Nicht zufällig wählt Tena Štivičić für ihre erste Szene in "Fragile!" das verruchte Dunkel, einen unterirdischen Raum, "eine von den Kellerbars, die nie richtig gelüftet werden", wie es in der Regieanweisung heißt. Michi, der bulgarische Inhaber dieser muffigen Spelunke, wollte einst das Etablissement mitten in London "zum Bauchnabel der wandernden osteuropäischen Seele" werden lassen.

In Michis Schicksalszone
Doch inzwischen ist Michis Klub, der andere Raum, ein seelenloser Treff der gescheiterten Exilanten, wo zu vorgerückter Stunde, wenn der Balkanblues die Herzen bersten lässt, zerbrechliche Gläser, Spiegel und Frauen strapazierfähig sein müssen. Gutaussehende Frauen wie Mila etwa, die ihren Traum vom Musicalstar träumt, während sie als Animierdame dem halben Osten ihren wohlgeformten Po ins tumbe Gastarbeitergesicht streckt. Oder Marko, der sich eine Karriere als Komiker ausgemalt hat und bis auf weiteres bei Michi Bloody Marys mixt.

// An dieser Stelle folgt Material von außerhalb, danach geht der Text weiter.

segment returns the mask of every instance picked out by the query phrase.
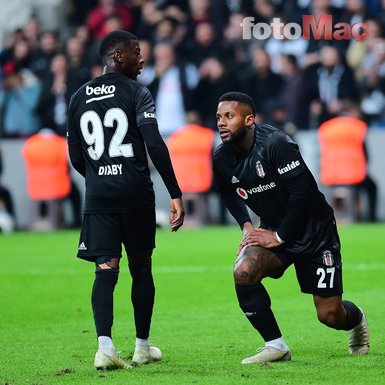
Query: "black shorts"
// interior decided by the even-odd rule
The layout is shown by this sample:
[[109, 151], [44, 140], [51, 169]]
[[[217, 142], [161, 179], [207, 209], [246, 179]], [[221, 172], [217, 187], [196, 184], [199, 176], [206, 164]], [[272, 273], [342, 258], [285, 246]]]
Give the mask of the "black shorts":
[[320, 297], [341, 295], [342, 262], [341, 246], [337, 232], [329, 237], [322, 248], [314, 254], [293, 254], [284, 250], [273, 252], [286, 267], [294, 264], [301, 291]]
[[77, 256], [94, 262], [98, 257], [121, 258], [126, 253], [155, 248], [155, 209], [130, 213], [84, 214]]

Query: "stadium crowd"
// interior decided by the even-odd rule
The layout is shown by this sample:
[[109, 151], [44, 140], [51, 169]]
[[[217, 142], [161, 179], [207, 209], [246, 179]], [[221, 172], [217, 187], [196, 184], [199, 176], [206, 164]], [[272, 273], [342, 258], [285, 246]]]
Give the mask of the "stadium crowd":
[[[139, 38], [138, 80], [155, 99], [165, 139], [188, 123], [215, 130], [228, 91], [249, 94], [256, 122], [289, 134], [318, 129], [351, 105], [370, 129], [385, 128], [385, 1], [33, 0], [30, 8], [10, 2], [4, 14], [17, 4], [22, 12], [0, 27], [0, 138], [42, 128], [64, 136], [70, 97], [102, 74], [99, 42], [116, 29]], [[366, 39], [248, 39], [242, 27], [245, 17], [301, 24], [303, 15], [325, 14], [333, 25], [365, 23]]]
[[[46, 7], [56, 1], [46, 1]], [[41, 127], [64, 134], [71, 94], [101, 74], [100, 39], [125, 29], [140, 39], [140, 76], [154, 95], [168, 136], [190, 119], [215, 129], [218, 97], [250, 94], [257, 121], [289, 132], [318, 128], [344, 103], [361, 106], [369, 127], [385, 126], [384, 2], [380, 0], [85, 0], [69, 3], [62, 25], [47, 29], [30, 14], [0, 51], [2, 137]], [[32, 10], [33, 11], [33, 10]], [[304, 14], [333, 24], [368, 25], [363, 41], [243, 38], [242, 20], [274, 17], [301, 24]], [[169, 106], [173, 105], [173, 114]]]

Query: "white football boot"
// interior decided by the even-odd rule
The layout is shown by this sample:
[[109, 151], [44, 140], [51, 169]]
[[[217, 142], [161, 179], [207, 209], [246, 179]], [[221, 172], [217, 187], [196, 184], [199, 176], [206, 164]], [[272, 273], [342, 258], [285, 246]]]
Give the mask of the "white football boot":
[[132, 369], [133, 366], [119, 357], [115, 349], [98, 350], [94, 366], [97, 370]]
[[368, 329], [368, 321], [366, 320], [365, 313], [362, 311], [361, 322], [349, 330], [349, 353], [353, 356], [368, 354], [370, 347], [370, 335]]
[[272, 346], [264, 346], [257, 349], [257, 354], [251, 357], [245, 358], [241, 363], [243, 365], [256, 364], [263, 362], [275, 362], [275, 361], [290, 361], [291, 354], [289, 350], [283, 351]]
[[150, 364], [159, 362], [162, 359], [162, 352], [156, 346], [141, 346], [135, 347], [135, 353], [132, 357], [132, 362], [136, 364]]

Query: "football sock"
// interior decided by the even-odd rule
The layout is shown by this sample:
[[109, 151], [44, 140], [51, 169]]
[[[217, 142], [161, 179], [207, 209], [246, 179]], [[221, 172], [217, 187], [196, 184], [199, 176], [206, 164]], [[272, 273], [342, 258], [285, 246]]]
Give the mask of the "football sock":
[[342, 306], [346, 310], [346, 324], [341, 329], [351, 330], [361, 322], [362, 312], [353, 302], [350, 301], [342, 301]]
[[114, 307], [114, 289], [118, 282], [119, 269], [97, 269], [92, 288], [92, 310], [98, 337], [111, 337]]
[[147, 339], [141, 339], [141, 338], [136, 338], [135, 340], [135, 347], [139, 349], [147, 349], [149, 347], [149, 343]]
[[271, 346], [272, 348], [287, 352], [289, 350], [283, 337], [276, 338], [275, 340], [266, 341], [265, 346]]
[[150, 334], [155, 286], [151, 260], [143, 266], [129, 266], [132, 276], [131, 301], [134, 307], [136, 337], [146, 340]]
[[98, 337], [99, 342], [99, 350], [114, 350], [115, 346], [112, 343], [112, 339], [107, 336], [99, 336]]
[[265, 341], [282, 337], [271, 310], [269, 294], [262, 283], [235, 284], [239, 306]]

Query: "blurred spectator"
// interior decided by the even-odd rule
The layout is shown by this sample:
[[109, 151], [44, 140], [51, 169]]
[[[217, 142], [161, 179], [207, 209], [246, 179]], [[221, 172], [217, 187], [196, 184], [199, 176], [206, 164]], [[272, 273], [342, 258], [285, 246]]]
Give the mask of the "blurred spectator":
[[[0, 177], [3, 172], [3, 158], [0, 148]], [[15, 211], [10, 191], [0, 180], [0, 231], [11, 232], [15, 228]]]
[[194, 39], [187, 45], [185, 54], [198, 67], [208, 57], [215, 57], [224, 63], [231, 61], [230, 52], [225, 49], [214, 26], [209, 22], [196, 26]]
[[195, 29], [201, 23], [213, 25], [216, 35], [221, 37], [224, 26], [228, 19], [228, 8], [223, 1], [216, 0], [189, 0], [189, 12], [187, 20], [187, 38], [194, 38]]
[[87, 17], [87, 27], [92, 39], [101, 39], [108, 31], [105, 22], [111, 16], [119, 18], [122, 29], [132, 30], [134, 20], [129, 8], [117, 4], [116, 0], [99, 0]]
[[140, 23], [135, 33], [140, 39], [152, 41], [157, 24], [162, 20], [163, 12], [152, 1], [144, 1], [140, 6]]
[[232, 13], [229, 23], [223, 30], [224, 46], [231, 48], [234, 52], [234, 60], [238, 63], [247, 63], [250, 60], [250, 41], [243, 38], [244, 13]]
[[[0, 49], [0, 65], [3, 67], [6, 63], [13, 60], [13, 51], [17, 41], [24, 39], [23, 31], [17, 29], [7, 36], [4, 45]], [[3, 69], [3, 68], [2, 68]]]
[[23, 35], [28, 41], [31, 51], [39, 48], [39, 37], [41, 33], [41, 23], [37, 15], [31, 15], [23, 27]]
[[[119, 16], [115, 14], [108, 16], [103, 23], [103, 30], [105, 34], [122, 28], [122, 21]], [[85, 34], [84, 30], [81, 29], [76, 31], [73, 38], [75, 38], [83, 47], [82, 62], [86, 66], [91, 67], [94, 64], [102, 64], [99, 56], [100, 39], [91, 39], [89, 32], [87, 31], [87, 34]]]
[[185, 125], [197, 83], [198, 70], [193, 64], [177, 59], [169, 44], [155, 46], [152, 81], [148, 88], [155, 100], [159, 130], [164, 137]]
[[49, 71], [52, 58], [59, 52], [59, 36], [54, 31], [44, 31], [39, 38], [39, 46], [32, 53], [31, 70], [42, 78]]
[[[283, 23], [289, 23], [290, 20], [281, 18]], [[271, 69], [275, 73], [281, 72], [280, 55], [293, 55], [296, 57], [298, 63], [302, 63], [307, 50], [308, 41], [302, 37], [299, 39], [276, 39], [271, 36], [265, 43], [265, 50], [270, 56]]]
[[65, 54], [68, 62], [68, 94], [72, 95], [80, 86], [90, 80], [90, 63], [87, 60], [85, 46], [77, 36], [72, 36], [67, 40]]
[[281, 76], [283, 79], [279, 102], [285, 120], [292, 127], [285, 129], [289, 134], [294, 129], [308, 129], [309, 115], [305, 103], [306, 80], [294, 55], [281, 55]]
[[154, 44], [167, 43], [175, 47], [180, 44], [182, 38], [178, 21], [173, 17], [164, 16], [156, 23], [151, 40]]
[[43, 127], [53, 127], [64, 136], [67, 127], [67, 106], [71, 95], [68, 94], [68, 64], [64, 54], [53, 57], [49, 70], [42, 82], [42, 91], [37, 105]]
[[363, 23], [366, 16], [364, 0], [345, 0], [341, 10], [341, 21], [350, 25]]
[[378, 38], [361, 63], [361, 108], [370, 127], [385, 126], [385, 39]]
[[240, 90], [240, 82], [235, 74], [229, 72], [225, 64], [215, 57], [203, 60], [199, 67], [199, 75], [194, 109], [199, 111], [203, 125], [215, 130], [218, 99], [226, 92]]
[[26, 137], [40, 127], [36, 106], [41, 92], [39, 79], [27, 68], [18, 69], [14, 62], [4, 66], [0, 108], [3, 111], [3, 136]]
[[255, 102], [256, 121], [262, 121], [267, 107], [279, 97], [283, 81], [282, 77], [271, 71], [271, 61], [267, 52], [258, 46], [253, 47], [252, 68], [246, 78], [245, 89]]
[[337, 48], [321, 48], [320, 62], [307, 75], [310, 128], [340, 113], [344, 101], [356, 101], [358, 90], [353, 71], [341, 61]]
[[360, 81], [362, 74], [360, 71], [362, 61], [373, 49], [373, 45], [382, 36], [382, 26], [378, 20], [367, 19], [365, 24], [368, 26], [368, 36], [363, 41], [352, 39], [346, 52], [346, 61], [355, 72], [356, 79]]
[[79, 39], [83, 47], [88, 48], [91, 45], [91, 36], [86, 25], [77, 26], [73, 35]]
[[[308, 9], [304, 10], [305, 15], [313, 15], [316, 22], [323, 15], [331, 15], [333, 25], [341, 21], [340, 9], [334, 7], [330, 0], [312, 0], [309, 2]], [[302, 65], [305, 67], [318, 63], [319, 52], [325, 46], [333, 45], [337, 47], [338, 51], [345, 55], [349, 41], [347, 40], [325, 40], [314, 39], [309, 40], [306, 55], [303, 58]]]
[[277, 16], [276, 2], [271, 0], [243, 1], [243, 10], [248, 16], [254, 17], [255, 23], [270, 24]]
[[[0, 54], [3, 66], [13, 63], [15, 68], [29, 68], [31, 49], [22, 31], [16, 31]], [[5, 68], [5, 67], [4, 67]]]

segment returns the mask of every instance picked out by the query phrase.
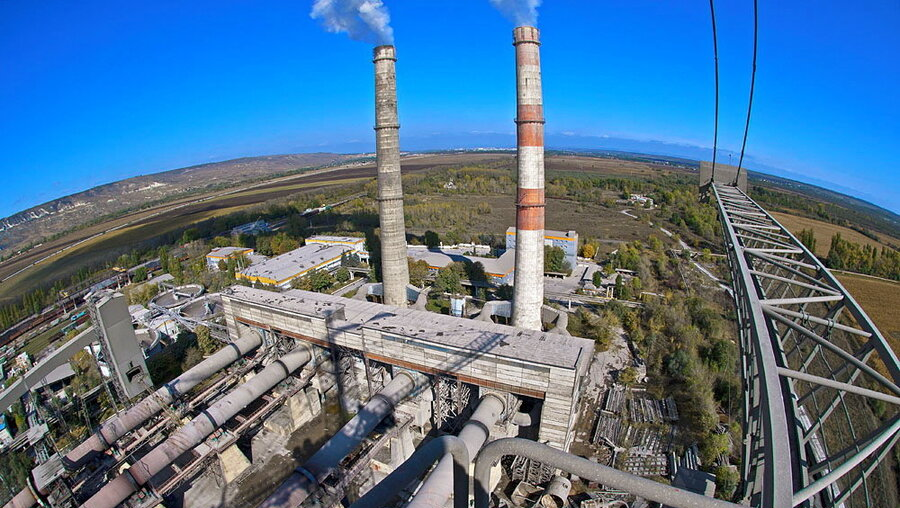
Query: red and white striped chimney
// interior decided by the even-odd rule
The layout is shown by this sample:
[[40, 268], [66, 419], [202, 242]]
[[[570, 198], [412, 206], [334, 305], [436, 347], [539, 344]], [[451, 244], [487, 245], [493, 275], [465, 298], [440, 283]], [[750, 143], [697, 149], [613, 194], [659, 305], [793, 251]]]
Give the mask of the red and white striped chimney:
[[541, 94], [540, 32], [513, 30], [516, 47], [516, 272], [513, 325], [541, 329], [544, 303], [544, 101]]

Irgendwann wird auch die Neuseeländerin Gayle hier auftauchen, eine talentierte Feierabendkünstlerin und vermeintliche Gutmenschin kurz vor dem kreativen Durchbruch, die auf der Suche nach authentischen Lebenswelten und Inspirationsquellen am liebsten mit traumatisierten Flüchtlingen wie Tiasha arbeitet. Tiasha hat sich verirrt, taumelt als sprachverkorkstes bosnisches Vergewaltigungsopfer durch Europas Bordelle, um schließlich in London Erik wiederzufinden, den norwegischen Kriegsreporter, mit dem sie vor Jahren im Krieg eine Liaison hatte. Der aber erinnert sich ungern an die Zeiten, als er noch etwas fühlen konnte; inzwischen lebt er als zynische Medienmaschine für das Prinzip Geld und schläft und kokst gern mit Mila. Der Kreis schließt sich in Michis Schicksalszone.

Dunkel lockender Balkan
Als die kroatische Autorin Tena Štivičić vor zwei Jahren für ihr "Fragile!" beim Heidelberger Stückemarkt gleich zwei Preise entgegennahm, gratulierte die Jurorin Sabina Dhein, Intendantin am Theater Erlangen, mit den Worten: "Es ist ein anderer, ein erschreckend neuer Blick auf die jüngste Geschichte Europas, das plötzlich so klein, eng und überschaubar wird und in dem sich die Nationalitäten auflösen. (…) In der Auseinandersetzung mit dem anderen suchen sie sich zu finden, sich zu spüren – egal, welchen Pass er in der Tasche trägt. 'Fragile' erzählt vom Fremdsein, von der Suche nach Heimat in einer fremden Stadt (…)."

Dem ist nur wenig hinzuzufügen, vielleicht das: Man kann "Fragile!" durchaus aus dem inzwischen doch altbekannten eurozentristischen Blickwinkel begutachten, überall kleine, Wärme suchende Ostmenschenopfer erspüren, wohlwollend die Nationalitäten wie die vielfältigen Illusionen der Immigranten verpuffen sehen und den Kurztrip auf den dunkel lockenden Balkan (Michis Kellerloch) eben als einen schauerlichen Ausflug in König Blaubarts siebtes Zimmer interpretieren.